Any Black woman who is alive and under 50 today is under some beautiful delusion to pretend to be tired of suffering anything at the hands of Black men or tired of doing anything for Black men, because it just hasn’t happened in their generation.
Frankly, Black people as a race haven’t done anything for themselves in decades-it’s been all about self-preservation as individuals.
If you are a Black woman under 50 today, the heavy lifting was done by your grandmother, not even your mother. You haven’t run any slaves through an underground railroad, no one has legally raped and/or forcibly impregnated you, and you haven’t carried the burden of the race on your back.
Many of the Black women who claim to be tired haven’t even held a family together, if they even have a family of their own.
We didn’t begin to seriously deteriorate as a race—men or women—until the end of the Sixties, when many Negroes decided to become shiny and new and abandon everything remotely connected to the community.
Really, any contemporary Black woman who feels that she has been carrying the race is crazy because the race is doing worse than ever.
Yet, some of today’s Black women act so terribly put upon, as though they are perfect and Black men are holding back the race.
In response to my column called “Man Up,” chastising men to stand up and be men, one insane woman wrote “not only are we (Black women) ready...but a lot of ‘outsiders’ are ready for Black men to finally get their sh-t together, too.”
Really? Black women and the world are simply waiting for Black men to stop being lazy bags of crap? The answer, of course, is no.
But what is most disturbing is such a sentiment accompanied by little concern about the lagging of Black men.
Black women, even if you believe yourselves to be ahead of Black men, why aren’t you concerned about the hole in MY end of OUR boat? If you believe that we are sinking, you must realize that you will sink as well.
And while no thinking Black man has a problem with Black women working to improve the condition of Black women, the destruction comes with pretending that Black men are in some way holding Black women back.
Some Black women are even retelling the story of the Civil Rights Movement, claiming that it was oppressive to Black women, yet the only “evidence” of that is a quote from an obscure member of the Black Panthers, who admitted to being a rapist and a lover of White women, but who never represented any great portion of Black men—then or now.

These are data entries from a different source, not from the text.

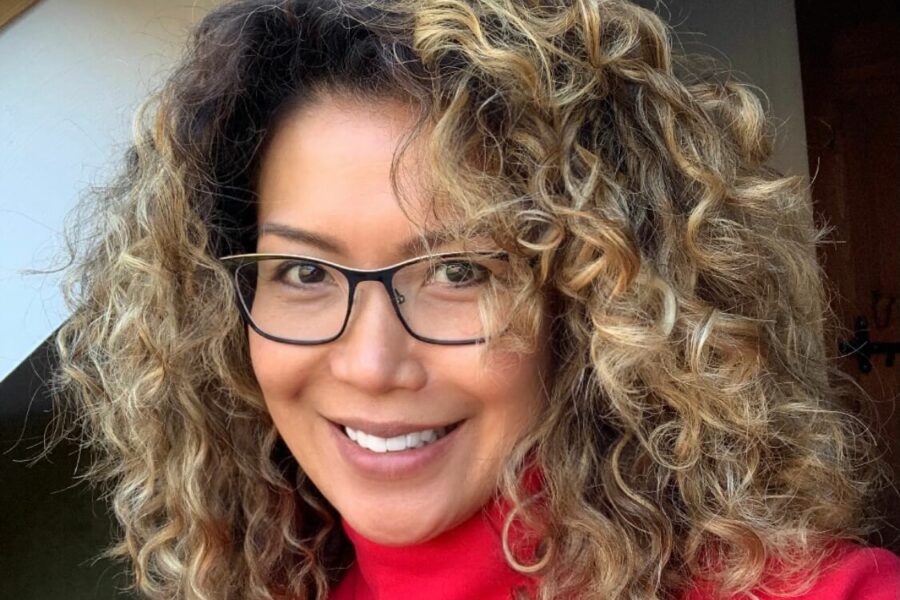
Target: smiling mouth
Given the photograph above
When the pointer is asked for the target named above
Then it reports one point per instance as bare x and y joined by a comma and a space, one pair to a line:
399, 443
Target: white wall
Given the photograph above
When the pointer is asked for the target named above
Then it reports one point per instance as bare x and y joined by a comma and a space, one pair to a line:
758, 38
71, 74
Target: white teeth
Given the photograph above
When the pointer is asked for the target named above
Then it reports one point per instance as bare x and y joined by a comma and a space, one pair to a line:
395, 444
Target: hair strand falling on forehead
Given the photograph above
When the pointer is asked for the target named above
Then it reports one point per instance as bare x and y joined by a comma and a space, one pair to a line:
692, 430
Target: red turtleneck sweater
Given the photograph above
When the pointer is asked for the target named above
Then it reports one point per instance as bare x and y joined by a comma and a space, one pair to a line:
466, 563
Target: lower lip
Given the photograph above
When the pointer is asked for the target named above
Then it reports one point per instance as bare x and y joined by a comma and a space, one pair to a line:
390, 466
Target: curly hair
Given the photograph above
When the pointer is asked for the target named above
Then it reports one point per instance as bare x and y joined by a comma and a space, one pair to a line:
693, 432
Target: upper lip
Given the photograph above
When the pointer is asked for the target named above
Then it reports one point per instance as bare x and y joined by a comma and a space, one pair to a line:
388, 429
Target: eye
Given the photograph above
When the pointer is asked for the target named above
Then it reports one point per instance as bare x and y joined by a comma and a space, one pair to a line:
300, 273
460, 273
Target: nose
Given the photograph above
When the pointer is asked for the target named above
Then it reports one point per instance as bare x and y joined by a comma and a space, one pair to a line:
375, 353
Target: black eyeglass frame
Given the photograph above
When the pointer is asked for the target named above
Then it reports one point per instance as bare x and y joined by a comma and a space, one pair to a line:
354, 277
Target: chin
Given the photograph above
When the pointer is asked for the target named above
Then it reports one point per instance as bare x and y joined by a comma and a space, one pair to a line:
399, 527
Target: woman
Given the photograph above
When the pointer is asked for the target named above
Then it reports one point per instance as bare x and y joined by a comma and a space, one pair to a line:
456, 299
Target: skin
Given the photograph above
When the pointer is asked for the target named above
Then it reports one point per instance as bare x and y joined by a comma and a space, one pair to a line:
327, 172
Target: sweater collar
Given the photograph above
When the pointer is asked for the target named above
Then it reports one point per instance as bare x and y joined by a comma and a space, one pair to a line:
464, 562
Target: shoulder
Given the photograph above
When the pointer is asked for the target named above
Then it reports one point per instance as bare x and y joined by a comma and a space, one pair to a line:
859, 574
852, 573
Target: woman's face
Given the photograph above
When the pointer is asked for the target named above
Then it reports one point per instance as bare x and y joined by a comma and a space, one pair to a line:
326, 176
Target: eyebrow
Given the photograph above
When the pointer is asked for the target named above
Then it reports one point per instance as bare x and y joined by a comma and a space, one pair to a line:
413, 246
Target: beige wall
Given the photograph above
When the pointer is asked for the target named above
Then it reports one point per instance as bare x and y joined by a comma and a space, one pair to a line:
758, 38
71, 74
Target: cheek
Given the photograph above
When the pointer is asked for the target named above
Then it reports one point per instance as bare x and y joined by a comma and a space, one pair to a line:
281, 370
511, 392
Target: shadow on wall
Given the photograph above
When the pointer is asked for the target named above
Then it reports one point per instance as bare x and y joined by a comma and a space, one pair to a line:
52, 527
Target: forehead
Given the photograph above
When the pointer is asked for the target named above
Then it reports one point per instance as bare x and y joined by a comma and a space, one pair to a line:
328, 168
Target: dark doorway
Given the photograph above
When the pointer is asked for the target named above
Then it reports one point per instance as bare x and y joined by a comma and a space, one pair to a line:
850, 61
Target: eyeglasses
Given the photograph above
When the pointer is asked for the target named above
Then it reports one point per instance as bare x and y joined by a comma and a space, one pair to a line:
438, 298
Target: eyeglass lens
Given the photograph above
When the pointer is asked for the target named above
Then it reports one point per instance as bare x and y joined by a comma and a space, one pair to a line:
438, 298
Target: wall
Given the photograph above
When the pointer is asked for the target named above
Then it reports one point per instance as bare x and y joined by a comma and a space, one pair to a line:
71, 74
758, 39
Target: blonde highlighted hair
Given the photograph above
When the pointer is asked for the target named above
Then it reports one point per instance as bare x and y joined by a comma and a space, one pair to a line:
692, 431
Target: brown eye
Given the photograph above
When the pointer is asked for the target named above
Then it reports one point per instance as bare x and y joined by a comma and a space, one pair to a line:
300, 273
460, 273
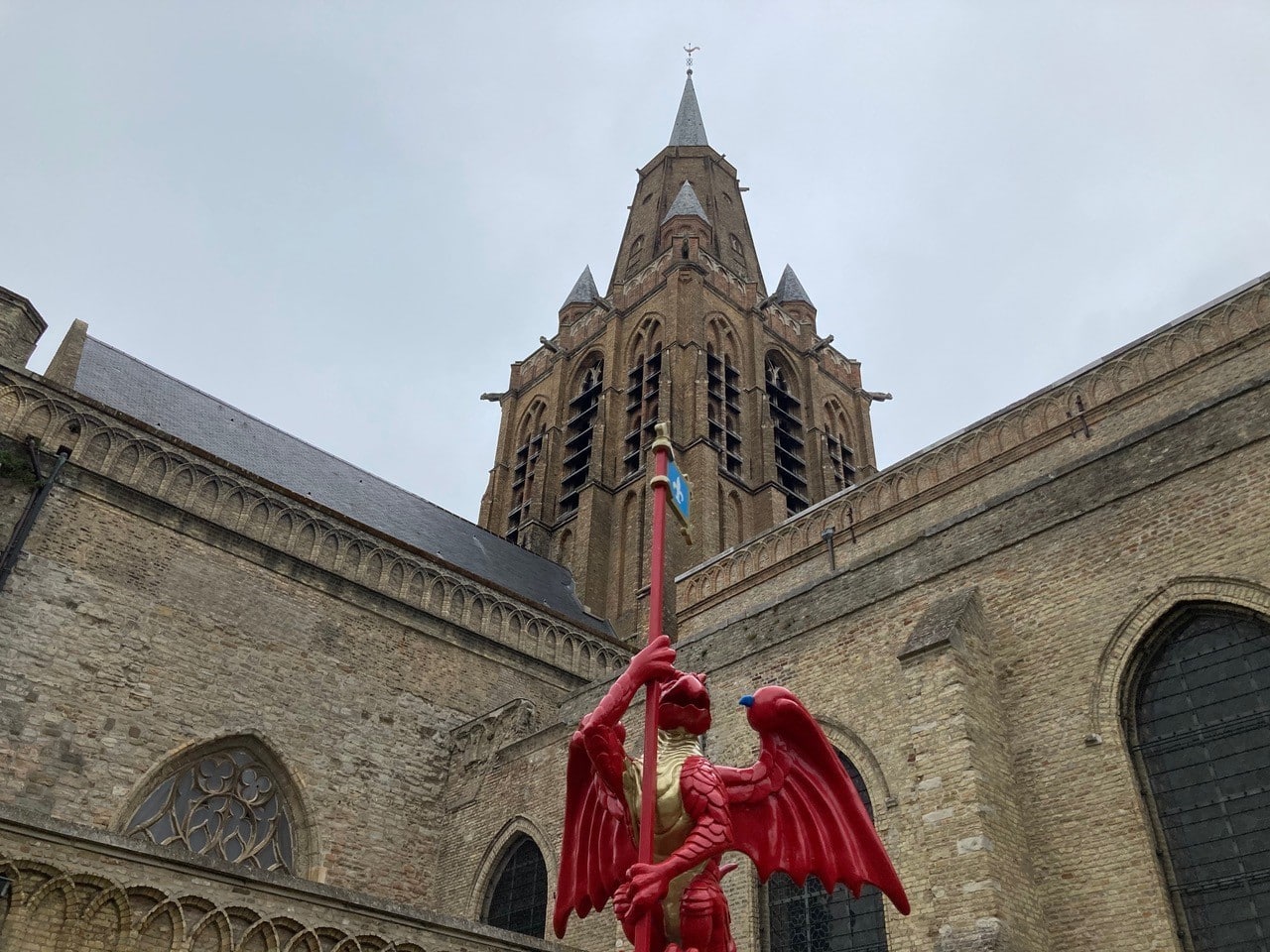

In order to truly believe this lie, we have to ignore the Black women who were a vital part of the Movement. We would also have to ignore the FACT that the Civil Rights Act of 1965 was the first time that the rights of women were mentioned since they were enfranchised.
And, we would have to ignore the FACT that Affirmative Action benefited Black women more than Black men.
But, really, the question is this: Why are we even having that discussion?
The answer is that some Black women find power in their own victimhood, which gives them an excuse for poor behavior, while accepting no responsibility.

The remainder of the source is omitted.